"He may be insane," Morgan suggested.

"I don't know, but I don't think so. I can't abase my mind low enough to fathom that man."

"It's a wonder somebody hasn't killed him," Morgan speculated.

"He never arrests anybody, there hasn't been a prisoner in the calaboose since he took charge of this town. Notoriety has turned his head, notoriety seems to put a halo around him that makes a troop of sycophants look up to him as a saint. Look here—look at this!"

The judge held out a newspaper, shaking it viciously, his face clouded with displeasure.

"Here's a piece two columns long about that scoundrel in the Kansas City Times—the notoriety of the town is obscured by the bloody reputation of its marshal."

"It must be gratifying to a man of his ambitions," Morgan commented, glancing curiously over the story, his mind on the first victim of Craddock's gun in that town.
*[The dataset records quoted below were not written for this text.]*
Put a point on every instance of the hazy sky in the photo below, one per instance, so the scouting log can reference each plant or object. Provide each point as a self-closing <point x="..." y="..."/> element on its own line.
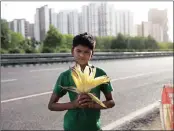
<point x="17" y="10"/>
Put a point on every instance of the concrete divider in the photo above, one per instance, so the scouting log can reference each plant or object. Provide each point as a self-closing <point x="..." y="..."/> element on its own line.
<point x="16" y="59"/>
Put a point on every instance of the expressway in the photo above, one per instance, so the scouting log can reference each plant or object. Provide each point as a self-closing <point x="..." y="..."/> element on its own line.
<point x="25" y="91"/>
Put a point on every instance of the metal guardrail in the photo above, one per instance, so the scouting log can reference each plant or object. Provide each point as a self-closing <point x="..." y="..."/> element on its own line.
<point x="13" y="59"/>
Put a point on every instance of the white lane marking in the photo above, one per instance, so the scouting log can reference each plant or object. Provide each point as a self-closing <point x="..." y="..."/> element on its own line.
<point x="29" y="96"/>
<point x="9" y="80"/>
<point x="131" y="116"/>
<point x="138" y="75"/>
<point x="51" y="69"/>
<point x="44" y="93"/>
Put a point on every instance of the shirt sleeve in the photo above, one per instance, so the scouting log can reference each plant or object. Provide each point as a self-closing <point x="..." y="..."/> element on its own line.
<point x="57" y="88"/>
<point x="107" y="87"/>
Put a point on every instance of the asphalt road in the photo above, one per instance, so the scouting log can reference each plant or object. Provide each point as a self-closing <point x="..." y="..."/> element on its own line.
<point x="25" y="91"/>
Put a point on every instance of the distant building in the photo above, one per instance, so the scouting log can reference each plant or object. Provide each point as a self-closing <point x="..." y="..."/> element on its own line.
<point x="42" y="22"/>
<point x="73" y="22"/>
<point x="160" y="17"/>
<point x="18" y="25"/>
<point x="154" y="30"/>
<point x="62" y="18"/>
<point x="124" y="22"/>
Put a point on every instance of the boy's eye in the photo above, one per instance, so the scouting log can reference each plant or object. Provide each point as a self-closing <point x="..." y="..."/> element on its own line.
<point x="87" y="52"/>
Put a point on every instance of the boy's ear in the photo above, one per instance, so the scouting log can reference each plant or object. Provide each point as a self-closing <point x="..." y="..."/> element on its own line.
<point x="72" y="51"/>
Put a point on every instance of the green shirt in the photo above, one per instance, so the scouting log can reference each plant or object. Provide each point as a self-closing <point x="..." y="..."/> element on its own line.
<point x="81" y="119"/>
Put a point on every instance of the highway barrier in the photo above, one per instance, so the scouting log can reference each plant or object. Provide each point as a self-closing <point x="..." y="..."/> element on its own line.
<point x="17" y="59"/>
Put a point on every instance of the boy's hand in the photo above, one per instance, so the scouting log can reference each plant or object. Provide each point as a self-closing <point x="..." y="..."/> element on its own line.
<point x="82" y="101"/>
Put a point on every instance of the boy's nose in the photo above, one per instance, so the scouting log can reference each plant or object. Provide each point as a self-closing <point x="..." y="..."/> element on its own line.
<point x="81" y="55"/>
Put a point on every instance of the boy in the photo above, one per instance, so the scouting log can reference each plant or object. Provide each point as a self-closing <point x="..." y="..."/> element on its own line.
<point x="83" y="114"/>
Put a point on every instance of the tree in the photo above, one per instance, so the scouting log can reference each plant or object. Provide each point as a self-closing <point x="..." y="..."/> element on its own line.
<point x="53" y="38"/>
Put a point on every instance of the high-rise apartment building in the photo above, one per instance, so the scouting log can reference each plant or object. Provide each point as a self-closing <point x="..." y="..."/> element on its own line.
<point x="93" y="19"/>
<point x="124" y="22"/>
<point x="107" y="26"/>
<point x="62" y="18"/>
<point x="154" y="30"/>
<point x="160" y="17"/>
<point x="73" y="22"/>
<point x="53" y="18"/>
<point x="18" y="25"/>
<point x="42" y="22"/>
<point x="85" y="17"/>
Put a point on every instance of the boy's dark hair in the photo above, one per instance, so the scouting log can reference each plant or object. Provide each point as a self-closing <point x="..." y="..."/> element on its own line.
<point x="84" y="39"/>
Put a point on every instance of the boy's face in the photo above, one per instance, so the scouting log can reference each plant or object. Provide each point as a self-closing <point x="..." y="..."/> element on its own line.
<point x="82" y="54"/>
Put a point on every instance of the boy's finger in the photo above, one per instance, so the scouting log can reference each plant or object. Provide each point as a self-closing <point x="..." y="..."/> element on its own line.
<point x="84" y="96"/>
<point x="84" y="101"/>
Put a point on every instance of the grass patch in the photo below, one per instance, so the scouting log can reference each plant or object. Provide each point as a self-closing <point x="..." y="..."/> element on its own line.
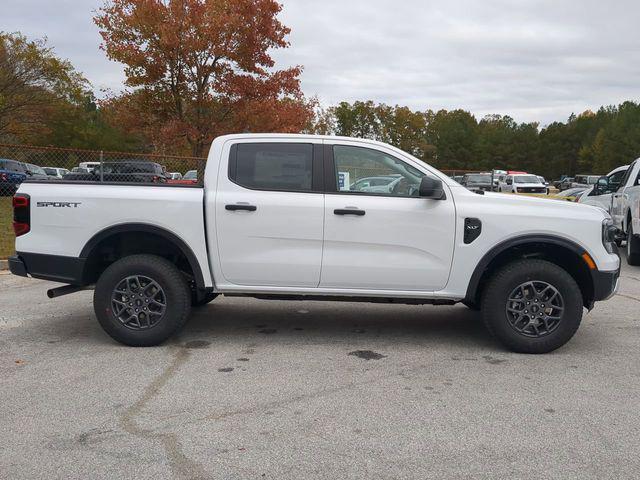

"It's a disgrace that some of us feel, whatever it may be to him. I expected him to confine his gun to gamblers and crooks and these vermin that hang around the women of the dance houses, but he's right-hand man with them, they're all on his staff."

Morgan looked up in amazement, hardly able to believe what he heard.

"It's enough to wind any decent man," Judge Thayer nodded. "You remember his first case—that fool cowboy he killed at the hotel?"